In this study, a Pd-Ag membrane reactor (MR) integrated with a lab-synthesized ruthenium catalyst supported on La₂Ce₂O₇ was used for the efficient production and recovery of highly-pure hydrogen from ammonia decomposition. The catalyst was synthesized using solution combustion techniques, and its structure–activity relationship was thoroughly investigated through a range of advanced characterization methods, including N₂ physisorption, X-ray diffraction (XRD), hydrogen temperature-programmed reduction (H₂-TPR), and transmission electron microscopy (TEM).

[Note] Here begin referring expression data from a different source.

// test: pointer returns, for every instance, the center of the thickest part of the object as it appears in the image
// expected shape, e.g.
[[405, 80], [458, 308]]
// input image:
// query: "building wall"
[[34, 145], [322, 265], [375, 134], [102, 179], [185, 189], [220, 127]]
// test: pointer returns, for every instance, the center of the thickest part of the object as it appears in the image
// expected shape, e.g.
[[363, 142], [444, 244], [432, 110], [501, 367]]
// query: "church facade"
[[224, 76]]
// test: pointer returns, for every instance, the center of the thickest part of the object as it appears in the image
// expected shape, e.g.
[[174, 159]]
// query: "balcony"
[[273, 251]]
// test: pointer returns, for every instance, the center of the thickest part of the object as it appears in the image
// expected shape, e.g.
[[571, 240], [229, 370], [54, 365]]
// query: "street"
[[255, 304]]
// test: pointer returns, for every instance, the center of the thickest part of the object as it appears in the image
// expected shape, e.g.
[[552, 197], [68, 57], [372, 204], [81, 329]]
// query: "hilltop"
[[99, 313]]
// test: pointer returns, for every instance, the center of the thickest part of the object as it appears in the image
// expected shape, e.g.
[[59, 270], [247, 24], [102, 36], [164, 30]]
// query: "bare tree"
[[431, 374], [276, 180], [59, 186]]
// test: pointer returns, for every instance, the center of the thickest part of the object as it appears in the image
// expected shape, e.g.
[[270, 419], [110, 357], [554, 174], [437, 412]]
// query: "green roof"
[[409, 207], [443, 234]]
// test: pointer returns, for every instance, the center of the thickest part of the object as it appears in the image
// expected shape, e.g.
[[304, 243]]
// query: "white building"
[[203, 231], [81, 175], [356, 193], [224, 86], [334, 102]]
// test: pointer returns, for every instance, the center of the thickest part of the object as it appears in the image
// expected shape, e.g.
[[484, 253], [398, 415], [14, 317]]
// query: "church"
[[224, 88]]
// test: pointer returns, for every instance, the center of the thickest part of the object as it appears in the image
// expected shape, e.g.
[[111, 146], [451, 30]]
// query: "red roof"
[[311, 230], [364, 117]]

The performance of the membrane reactor was evaluated by varying the feed pressure and flow rate, using either single ammonia or a simulated outlet stream from a conventional reactor with ammonia conversions ranging from 20 % to 50 %. This configuration was designed to assess the MR ability to mitigate or prevent hydrogen back-permeation, as well as optimize membrane performance. The MR achieved ammonia conversions of up to 85 %, surpassing the thermodynamic limits typical of traditional reactors (TR). Hydrogen recovery rates reached 97 %, with purity consistently exceeding 90 %. Notably, the MR demonstrated up to 3.6 times higher ammonia conversion compared to conventional TR, highlighting its significant advantages for ammonia decomposition applications.